I understand the concerns. Still, it looks a little like we want to be
able to modify behavior of an object from inside a submodule - quite
like if my subprogram would accept a Map interface, but internally I
would say "hey, this is supposed to be a HashMap, please change it so".
Because of how pipeline is constructed, we can do that, the question is
if there really isn't a better solution.
What I do not like about the proposed solution:
1) to specify that the grouped elements are supposed to be iterated
only once can be done only on ParDo, although there are other (higher
level) PTransforms, that can consume output of GBK
2) the annontation on ParDo is by definition generic - i.e. can be
used on input which is not output of GBK, which makes no sense
3) we modify the behavior to unlock some optimizations (or change of
behavior of the GBK itself), users will not understand that
4) the annotation somewhat arbitrarily modifies data types passed,
that is counter-intuitive and will be source of confusion
I think that a solution that solves the above problems (but brings somoe
new, as always :-)), could be to change the output of GBK from
PCollection<K, Iterable<V>> to GroupedPCollection<K, V>. That way we can
control which operators (and how) consume the grouping, and we can
enable these transforms to specify additional parameters (like how they
want to consume the grouping). It is obviously a breaking change
(although can be probably made backwards compatible) and it would very
much likely involve a substantial work. But maybe there are some other
not yet discussed options.
Jan
On 9/28/19 6:46 AM, Reuven Lax wrote:
In many cases, the writer of the ParDo has no access to the GBK (e.g.
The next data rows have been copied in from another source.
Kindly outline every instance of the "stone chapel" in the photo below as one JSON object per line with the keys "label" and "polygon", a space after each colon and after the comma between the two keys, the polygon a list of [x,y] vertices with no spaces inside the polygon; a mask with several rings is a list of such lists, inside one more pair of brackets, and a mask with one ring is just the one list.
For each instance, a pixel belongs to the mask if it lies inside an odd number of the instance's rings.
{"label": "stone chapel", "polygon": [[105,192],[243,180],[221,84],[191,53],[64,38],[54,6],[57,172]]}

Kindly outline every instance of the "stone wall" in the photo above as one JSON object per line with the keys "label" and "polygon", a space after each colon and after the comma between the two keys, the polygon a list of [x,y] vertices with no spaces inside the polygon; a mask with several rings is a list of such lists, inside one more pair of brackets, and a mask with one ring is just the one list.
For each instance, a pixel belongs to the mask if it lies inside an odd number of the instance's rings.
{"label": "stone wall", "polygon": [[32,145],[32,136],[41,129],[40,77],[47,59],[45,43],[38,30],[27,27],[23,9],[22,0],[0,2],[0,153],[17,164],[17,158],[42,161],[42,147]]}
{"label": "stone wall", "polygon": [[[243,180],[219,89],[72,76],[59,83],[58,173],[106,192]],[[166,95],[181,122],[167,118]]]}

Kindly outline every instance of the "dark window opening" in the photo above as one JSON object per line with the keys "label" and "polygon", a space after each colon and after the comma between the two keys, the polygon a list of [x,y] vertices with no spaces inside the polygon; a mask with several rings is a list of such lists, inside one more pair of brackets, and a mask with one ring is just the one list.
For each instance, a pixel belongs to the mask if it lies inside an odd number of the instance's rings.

the GBK is hidden inside an upstream PTransform that they cannot
modify). This is the same reason why RequiresStableInput was made a
property of the ParDo, because the GroupByKey is quite often
inaccessible.
The car analogy doesn't quite apply here, because the runner does have
a full view of the pipeline so can satisfy all constraints. The car
dealership generally cannot read your mind (thankfully!), so you
have to specify what you want. Or to put it another way, the various
transforms in a Beam pipeline do not live in isolation. The full
pipeline graph is what is executed, and the runner already has to
analyze the full graph to run the pipeline (as well as to optimize the
pipeline).
Reuven
On Fri, Sep 27, 2019 at 2:35 PM Jan Lukavský <je...@seznam.cz
<mailto:je...@seznam.cz>> wrote:
I'd suggest Stream instead of Iterator, it has the same semantics
and much better API.
Still not sure, what is wrong on letting the GBK to decide this. I
have an analogy - if I decide to buy a car, I have to decide
*what* car I'm going to buy (by think about how I'm going to use
it) *before* I buy it. I cannot just buy "a car" and then change
it from minivan to sport car based on my actual need. Same with
the GBK - if I want to be able to reiterate the result, then I
should tell it in advance.
Jan
On 9/27/19 10:50 PM, Kenneth Knowles wrote:
Good point about sibling fusion requiring this.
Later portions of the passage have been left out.